The growing interest of Canadian and other global pension funds in India, including APG of Holland, which announced a $1bn property investment fund last month, is seen as an important source of fresh capital for sectors starved of funds such as power and infrastructure.

Interest in India among foreign investors of all types has been renewed by the election this year of Prime Minister Narendra Modi, who has promised to ease investment restrictions and build a wave of new infrastructure projects.

In June, CPPIB announced a $332m infrastructure investment partnership with a division of Larsen & Toubro, India’s largest engineering group by sales. That followed deals to invest in real estate with two family-owned conglomerates, the Piramal and Shapoorji Pallonji groups.

The fund has also built up large portfolios in Australia and China, with deals worth $5.9bn and $4.1bn respectively, in assets ranging from property development to logistics.

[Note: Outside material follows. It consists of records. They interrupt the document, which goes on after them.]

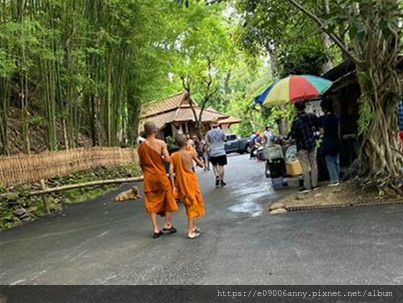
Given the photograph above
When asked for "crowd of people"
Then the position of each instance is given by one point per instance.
(303, 132)
(161, 193)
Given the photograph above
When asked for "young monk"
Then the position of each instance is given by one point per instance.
(185, 186)
(158, 195)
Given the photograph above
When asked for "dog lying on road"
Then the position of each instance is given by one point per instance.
(132, 194)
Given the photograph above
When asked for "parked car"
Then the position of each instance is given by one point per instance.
(234, 144)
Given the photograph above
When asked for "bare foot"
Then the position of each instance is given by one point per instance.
(193, 235)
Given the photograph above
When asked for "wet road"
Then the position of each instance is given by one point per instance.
(101, 242)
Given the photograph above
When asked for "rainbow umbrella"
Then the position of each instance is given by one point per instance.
(293, 89)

Mr Machin cautioned that CPPIB – which he described as “pretty much the ultimate in long-term money” – would invest patiently, seeking additional local partners for infrastructure and property projects while also considering public equity market investments, either in funds or individual companies.

He said the fund was also examining providing private credit to Indian companies in areas such as loan restructuring. “We’ve seen a lot of private credit opportunities . . .  things like power plants, and telecom-related assets, or roads or infrastructure . . . but they have to be priced correctly,” he said.

While the installation of Mr Modi’s government in May had no direct effect on CPPIB’s plans, Mr Machin said any policy reforms that boosted India’s long-term prospects or eased investment rules would also encourage greater investment by the fund.

“If there are positive policy changes which shift economic growth and the openness to foreign investment – if those two things change, we are likely to have more money invested over time,” he said.

Earlier this year CPPIB opened a local office in Brazil, its first in a developing economy, but the fund declined to comment on domestic media reports that it would set up a similar presence in India over the next year.